Chicken Piccata Video
Cooking With Chef Patrick
Chef Patrick walks you through how easy it is to make delicious Chicken Piccata.
- 2 ea Chicken Breast, Butterflied then split in two
- 4 ea Lemon Slices, Sliced in wheels about 1/8in thick
- 1 jar Capers, Drained
- 2 oz Olive Oil
- 1/2 cup White Wine, Cook with Wine that you will drink
- 1 cup Chicken Stock, Use no/low sodium stock, We recommend homemade stock
- 1/2 cup Irish Butter, Diced
- 2 tbsp Shallots, Minced
- Salt and Pepper, To Taste
Method of Preparation
1. Heat the olive oil in large sauté pan over medium-high heat.

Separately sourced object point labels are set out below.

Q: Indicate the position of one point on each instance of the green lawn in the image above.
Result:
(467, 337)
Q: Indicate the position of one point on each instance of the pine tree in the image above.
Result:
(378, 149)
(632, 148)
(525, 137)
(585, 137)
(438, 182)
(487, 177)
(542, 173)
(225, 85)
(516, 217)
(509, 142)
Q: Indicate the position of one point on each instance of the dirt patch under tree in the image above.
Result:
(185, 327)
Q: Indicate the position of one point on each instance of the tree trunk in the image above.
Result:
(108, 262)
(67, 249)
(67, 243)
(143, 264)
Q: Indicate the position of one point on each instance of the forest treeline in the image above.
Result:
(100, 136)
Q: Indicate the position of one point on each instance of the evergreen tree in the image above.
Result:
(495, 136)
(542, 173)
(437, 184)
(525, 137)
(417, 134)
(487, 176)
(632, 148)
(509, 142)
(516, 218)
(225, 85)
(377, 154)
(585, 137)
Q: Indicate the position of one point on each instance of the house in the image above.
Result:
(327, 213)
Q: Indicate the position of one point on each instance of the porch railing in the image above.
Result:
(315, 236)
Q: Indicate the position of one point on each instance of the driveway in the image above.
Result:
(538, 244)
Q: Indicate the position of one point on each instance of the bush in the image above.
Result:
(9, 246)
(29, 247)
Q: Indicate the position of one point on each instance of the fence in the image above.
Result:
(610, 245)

2. Season both sides of each piece of chicken breast with salt and pepper and sear on the first side until golden brown.
3. Flip the chicken and sauté for one minute. Remove from the pan and set the chicken aside.
4. Add the shallots to the pan and sauté for one minute.
5. Add the capers and lemon wheels. Sauté for an additional minute.
6. Deglaze the pan with the wine.
7. Bring the heat to high, add the chicken back to the pan and the chicken stock. Bring to a boil.
8. Once the sauce is boiling, add the butter and let boil until the butter has emulsified with the wine and stock.
9. Plate the chicken over your favorite pasta and pour the sauce over top.